Pepa Chorro, es la portavoz de Compromis. La cabeza visible del proyecto que desde abajo han creado bajo la marca Compromís que tanto tirón tiene a nivel autónomico. Detrás de ella, un grupo de jóvenes que pretenden dar un nuevo empuje a la formación tras el resultado de las elecciones. Chorro representa la transición entre los dos proyectos. 

Os dejamos el contenido de la entrevista que hicimos por email. 

 

1. ¿Qué valoración hace en el ecuador de la legislatura?


Creo que estamos en una legislatura de transición, entre el fin de nuestro modelo productivo -y de recaudación fiscal- basado en la construcción, y un nuevo modelo productivo, que habrá de ser creativo y sostenible, que no acaba de nacer. El gobierno municipal, hijo de la aritmética electoral, se ha dedicado poco más que a gestionar el día a día, con pequeñas obras y proyectos pero ninguna dirección concreta. A día de hoy no consigo entrever cuál va a ser el legado que el tripartito deje a Xàbia; y creo que ellos tampoco lo saben.

 

2. ¿Como ve el tripartito? ¿Como se ve usted y su grupo?

 

Veo al gobierno municipal sin un proyecto claro para Xàbia. El tripartito es hijo de la necesidad y no de ningún consenso básico sobre los temas relevantes, más allá de ir tirando y dejar pasar el tiempo hasta las elecciones. Cada concejal tiene su propia agenda de prioridades, y muchas parecen más de corte personal que al servicio de ningún proyecto político. El ciudadano sólo percibe un aumento de la presión fiscal y no entiende qué está haciendo el Ayuntamiento para resolver la situación económica.

 

Respecto a mí y mi grupo, estoy contenta con la dinámica que tenemos en Compromís: a parte de la labor de oposición constructiva a que nos comprometimos, me apasiona participar en un proyecto político fresco, que hace participar en política a gente joven y que crece todos los días un poco. Me gusta pensar que el futuro depende de nosotros mismos.

 

3. ¿Qué perspectivas tiene en los próximos años? A nivel personal y a nivel político

 

Creo que no puedo separar ambas esferas, puesto que mi compromiso con la política, que viene de mucho antes de ser concejal, está muy unida a mi actividad en otros ámbitos. En mi trabajo, un juzgado dónde se vive en primera persona el complicado momento social; en el deporte y sus valores, alegrías y sacrificios y en las entidades donde participo, centradas en ayudar a la gente y construir pueblo desde abajo, con colaboración y solidaridad. En los próximos dos años voy a seguir como hasta ahora: en Compromís y en todos los Compromís que tengo en mi vida.

 

4. ¿Hacia donde va Xàbia?

 

Ahora mismo a la deriva. Como he dicho antes, estamos entre un modelo viejo que no acaba de morir, el de la construcción y la fe en que volverán las vacas gordas de la especulación urbanística, y un nuevo modelo, cuyas líneas maestras se intuyen pero no se acaban de vislumbrar.

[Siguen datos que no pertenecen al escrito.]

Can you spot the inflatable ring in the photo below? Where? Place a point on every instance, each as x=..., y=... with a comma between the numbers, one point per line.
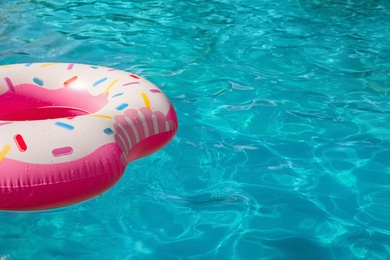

Detesto el lugar común según el cuál la política, especialmente la local, consiste en gestionar, y el político ha de ser un simple gestor. Creo, al contrario, que en este contexto la política tiene un importante papel, que es proponer y liderar en el medio y largo plazo, pensando a décadas vista y no sólo en las próximas elecciones. Estamos aquí no sólo para gestionar problemas, sino para idear e implementar soluciones viables.

 

5. ¿Cree que Xàbia necesita algún proyecto emblemático?

 

No es momento para proyectos emblemáticos, entendidos a la manera pre-crisis: grandes obras para inaugurar. La que la situación económica y social requiere es un proyecto claro de ciudad, éso es lo que no tenemos ahora mismo, y habría de ser el gran debate sobre la mesa.

 

6. ¿Qué opina respecto a la nueva ordenanza de ocupación de la vía pública que ha generado numerosas quejas entre los propietarios de negocios?

 

La ordenanza era necesaria. Las quejas son comprensibles: es lógico que cada uno mire por su negocio, y posiblemente había algunos casos dónde se podía aplicar de forma más eficaz. Pero el papel del Ayuntamiento es mirar por el interés general, y éste pasa por compatibilizar los usos privados con el uso público de la calle por parte de los ciudadanos. La convivencia entre el sector hostelero y el vecindario es objeto de controversia en todas las ciudades turísticas, dudo que resolvamos el problema con una ordenanza y en una sola legislatura quedando como quedan muchos flecos por atender; pero sin duda creo que es un paso adelante.

 

7 ¿Qué piensa de la situación económica en Xàbia?

 

La situación económica es dramática. Las cifras del paro son terribles: aunque atenuadas por las redes de seguridad familiar y la economía sumergida, muchos xabieros sobreviven gracias a la inestimable ayuda de entidades como Cruz Roja y Cáritas. A ésto se une el éxodo de nuestros jóvenes más cualificados para buscar empleo -generalmente por bajo de sus capacidades- en las grandes ciudades o el extranjero. El sector público está fallando estrepitosamente a la hora de ofrecer soluciones a nuestros ciudadanos y no es tanto por un problema de presupuesto -que también- sino por falta de propuestas y alternativas que generen empleo de calidad en el medio y largo plazo, más allá de los contratos precarios y la temporalidad.

 

8 ¿Qué se puede hacer para mejorarla?

Podríamos aprovechar el proceso abierto de reforma del planeamiento urbanístico como herramienta de planificación económica y social, con liderazgo político pero construida sobre un amplio consenso social de sectores económicos, entidades sociales y vecinos.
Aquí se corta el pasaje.